# Miscellaneous > Database Programming >  Tornado- .dbLogin Problems w/DB

## paul mancuso

Frank,

There appear to be problems with the .dbLogin function.  First, your DB example uses .dbDSN and the dsn = parameter in the .dbLogin function. Why are both DSN's needed and what do they do? 

In the manual description you are using the [[macro]] tags for the table name and the field element [[ID]]in the SQL string, however in your DB example a [[macro]] is only used for the [[ID]] field.  The description mentions that we must use "the two [[macro]] tags".  Whats up with this?

----------


## Frank

dbDSN = Use DB
dbLogin = "DSN=..." = Password DB.. see following code. DSN=password.mdb is the password MDB. Default=dbDSN is misleading and is rarely the case. I'll take it out in the manual. I corrected the write up in manual. Check and see whether it makes more sense. Essentially, you supply SQL as SELECT password,email from table where ID = '[[ID]]'. The '[[ID]]' will be replaced with the loginname to retrieve the password and email.

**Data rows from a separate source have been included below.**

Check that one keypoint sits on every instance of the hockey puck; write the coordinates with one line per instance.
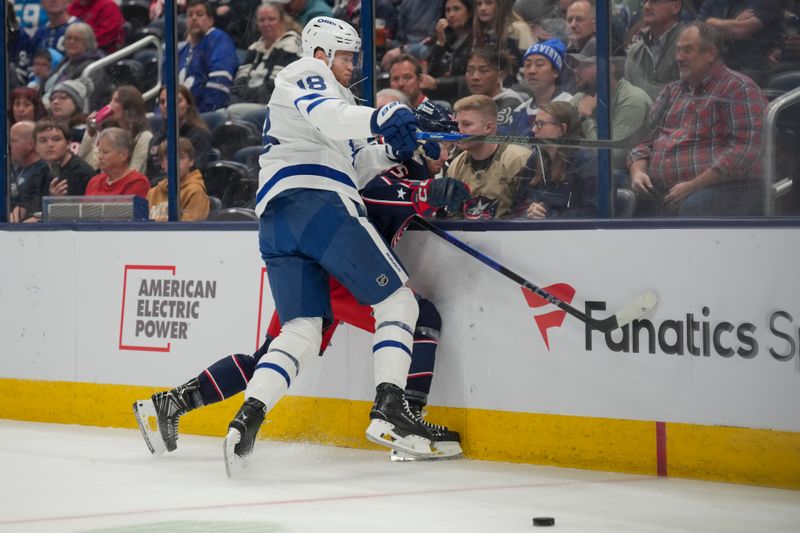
(543, 521)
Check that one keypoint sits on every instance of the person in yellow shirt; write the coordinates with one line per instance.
(192, 194)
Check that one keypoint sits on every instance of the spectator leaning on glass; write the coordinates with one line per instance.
(190, 125)
(29, 174)
(564, 182)
(542, 73)
(486, 70)
(447, 62)
(68, 174)
(126, 111)
(206, 59)
(703, 156)
(192, 193)
(81, 50)
(492, 172)
(651, 61)
(116, 176)
(278, 46)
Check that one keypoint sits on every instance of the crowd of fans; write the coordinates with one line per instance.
(688, 81)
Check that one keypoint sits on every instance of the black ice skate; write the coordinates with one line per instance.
(446, 442)
(395, 426)
(158, 417)
(242, 432)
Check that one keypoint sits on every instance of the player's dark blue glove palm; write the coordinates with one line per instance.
(398, 126)
(448, 193)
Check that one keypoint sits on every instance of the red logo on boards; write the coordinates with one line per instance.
(550, 319)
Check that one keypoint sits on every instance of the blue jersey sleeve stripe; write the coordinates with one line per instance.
(304, 170)
(391, 344)
(317, 102)
(310, 96)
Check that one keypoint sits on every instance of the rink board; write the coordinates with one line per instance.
(706, 388)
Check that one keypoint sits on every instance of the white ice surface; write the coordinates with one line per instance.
(73, 478)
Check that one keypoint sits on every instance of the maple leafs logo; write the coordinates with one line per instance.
(551, 319)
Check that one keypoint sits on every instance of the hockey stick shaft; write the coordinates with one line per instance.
(631, 311)
(526, 141)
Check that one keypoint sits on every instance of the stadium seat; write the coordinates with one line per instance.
(214, 118)
(233, 135)
(222, 178)
(625, 203)
(235, 214)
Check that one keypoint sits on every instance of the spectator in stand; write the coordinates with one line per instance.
(416, 23)
(447, 62)
(192, 189)
(45, 62)
(127, 111)
(81, 51)
(564, 182)
(105, 18)
(304, 10)
(29, 174)
(703, 156)
(50, 35)
(405, 75)
(190, 125)
(541, 70)
(26, 104)
(207, 59)
(278, 46)
(116, 176)
(495, 26)
(68, 173)
(752, 28)
(492, 172)
(486, 69)
(68, 105)
(651, 60)
(630, 105)
(580, 24)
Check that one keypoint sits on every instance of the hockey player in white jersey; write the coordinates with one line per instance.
(313, 223)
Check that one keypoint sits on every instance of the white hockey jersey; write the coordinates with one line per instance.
(315, 136)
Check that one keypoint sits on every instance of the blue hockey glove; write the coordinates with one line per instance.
(432, 150)
(448, 193)
(398, 126)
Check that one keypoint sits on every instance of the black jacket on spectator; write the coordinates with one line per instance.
(27, 186)
(201, 142)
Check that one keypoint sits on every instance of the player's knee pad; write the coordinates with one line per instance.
(401, 306)
(295, 347)
(429, 322)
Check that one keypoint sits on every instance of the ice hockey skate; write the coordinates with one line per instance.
(394, 425)
(242, 432)
(159, 416)
(446, 442)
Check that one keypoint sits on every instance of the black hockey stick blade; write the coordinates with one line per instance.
(631, 311)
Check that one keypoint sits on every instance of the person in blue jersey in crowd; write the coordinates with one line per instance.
(391, 198)
(206, 59)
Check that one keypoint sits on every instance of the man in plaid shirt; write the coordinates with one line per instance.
(703, 155)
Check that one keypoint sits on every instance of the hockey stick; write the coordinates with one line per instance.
(628, 142)
(630, 312)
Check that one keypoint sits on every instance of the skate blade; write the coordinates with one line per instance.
(446, 451)
(382, 432)
(234, 465)
(146, 417)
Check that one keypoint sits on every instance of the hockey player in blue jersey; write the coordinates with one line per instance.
(313, 224)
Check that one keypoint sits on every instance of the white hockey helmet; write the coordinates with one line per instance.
(331, 35)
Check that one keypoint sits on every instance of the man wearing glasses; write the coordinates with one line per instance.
(651, 60)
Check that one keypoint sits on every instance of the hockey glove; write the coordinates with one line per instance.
(448, 193)
(397, 125)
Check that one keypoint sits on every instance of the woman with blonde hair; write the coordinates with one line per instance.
(564, 181)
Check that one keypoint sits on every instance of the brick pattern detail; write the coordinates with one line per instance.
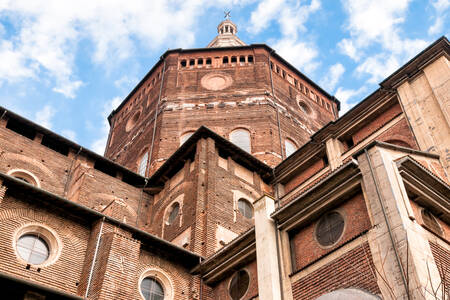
(180, 278)
(442, 260)
(65, 272)
(220, 290)
(354, 269)
(306, 173)
(308, 250)
(186, 105)
(2, 191)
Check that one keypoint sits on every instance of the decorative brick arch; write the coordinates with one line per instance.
(46, 172)
(24, 216)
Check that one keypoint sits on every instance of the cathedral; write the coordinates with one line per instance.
(228, 174)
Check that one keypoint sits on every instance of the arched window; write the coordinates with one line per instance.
(241, 138)
(290, 147)
(151, 289)
(185, 136)
(245, 208)
(348, 294)
(143, 164)
(33, 249)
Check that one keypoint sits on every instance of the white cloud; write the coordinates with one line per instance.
(300, 54)
(70, 134)
(346, 95)
(440, 7)
(291, 17)
(125, 82)
(378, 23)
(68, 88)
(333, 76)
(44, 116)
(50, 31)
(100, 143)
(347, 47)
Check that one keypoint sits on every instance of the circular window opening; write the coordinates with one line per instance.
(245, 208)
(174, 210)
(430, 222)
(304, 107)
(239, 285)
(152, 289)
(329, 229)
(132, 121)
(37, 245)
(32, 249)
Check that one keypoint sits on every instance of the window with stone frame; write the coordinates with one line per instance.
(329, 229)
(241, 138)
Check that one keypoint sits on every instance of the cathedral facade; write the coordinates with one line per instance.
(228, 174)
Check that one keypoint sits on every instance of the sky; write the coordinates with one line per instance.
(67, 64)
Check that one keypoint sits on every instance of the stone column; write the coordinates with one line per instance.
(389, 206)
(266, 250)
(426, 103)
(334, 153)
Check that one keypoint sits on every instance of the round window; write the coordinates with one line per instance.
(32, 249)
(239, 285)
(245, 208)
(329, 229)
(152, 289)
(174, 210)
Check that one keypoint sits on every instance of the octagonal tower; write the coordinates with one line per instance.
(239, 91)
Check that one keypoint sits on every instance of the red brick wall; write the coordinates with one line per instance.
(376, 123)
(417, 210)
(220, 291)
(186, 105)
(307, 249)
(442, 260)
(354, 269)
(400, 135)
(19, 152)
(65, 273)
(305, 174)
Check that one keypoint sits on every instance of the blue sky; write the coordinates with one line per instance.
(67, 64)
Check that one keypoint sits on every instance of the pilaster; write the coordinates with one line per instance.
(266, 250)
(401, 254)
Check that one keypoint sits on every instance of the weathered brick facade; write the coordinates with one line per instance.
(206, 208)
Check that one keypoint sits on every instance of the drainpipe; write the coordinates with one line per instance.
(388, 225)
(276, 107)
(277, 237)
(156, 113)
(66, 186)
(140, 202)
(95, 257)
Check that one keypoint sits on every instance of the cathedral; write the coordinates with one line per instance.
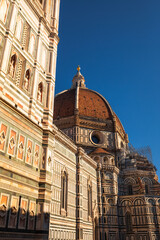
(66, 169)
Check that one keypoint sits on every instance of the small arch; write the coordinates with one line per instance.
(147, 180)
(40, 92)
(125, 203)
(105, 159)
(146, 188)
(138, 202)
(122, 145)
(27, 79)
(130, 189)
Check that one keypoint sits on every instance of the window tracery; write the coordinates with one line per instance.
(89, 199)
(128, 218)
(40, 92)
(4, 6)
(13, 63)
(64, 191)
(27, 79)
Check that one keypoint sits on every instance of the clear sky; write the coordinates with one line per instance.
(117, 45)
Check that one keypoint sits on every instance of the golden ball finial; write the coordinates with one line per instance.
(78, 68)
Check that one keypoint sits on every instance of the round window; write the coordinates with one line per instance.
(96, 137)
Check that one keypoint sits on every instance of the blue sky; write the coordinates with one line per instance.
(117, 45)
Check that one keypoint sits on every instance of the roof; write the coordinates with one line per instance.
(99, 151)
(90, 104)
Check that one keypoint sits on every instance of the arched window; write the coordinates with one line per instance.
(89, 201)
(130, 190)
(40, 92)
(19, 28)
(4, 5)
(27, 79)
(13, 65)
(128, 218)
(64, 193)
(146, 188)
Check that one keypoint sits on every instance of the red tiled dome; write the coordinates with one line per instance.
(90, 104)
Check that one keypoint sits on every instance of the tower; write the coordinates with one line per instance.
(28, 52)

		Dim LOG2 As New tornado.z()
		With LOG2
			.dbDSN = "Nwind"
			.dbSkin = 2
			.dbTextHolder = "Title=Tornado Demo - Login - Database Style|subtitle=Use asp/db; hello/world; John Doe; Mary/Jane to login"
			.dbLogin = "Type=DB|DSN=password.mdb|SQL=SELECT password, email FROM table1 WHERE ID = '[[ID]]'|LoginTitle=Tornado Login|FromAddr=frank@aspdb.com|EmailSubject=Your Password|EmailBody=Your password/id is : [[LoginID]] / [[password]] | SMTPserver=mail.server.net"
			.dbUnit = "5"
			.dbMode = "Type=Grid|sysindex=true"
			.dbExportFlds = "0,1"
			.dbSQL = "Select * From Orders"
			.ASPdbNET()
		End With

----------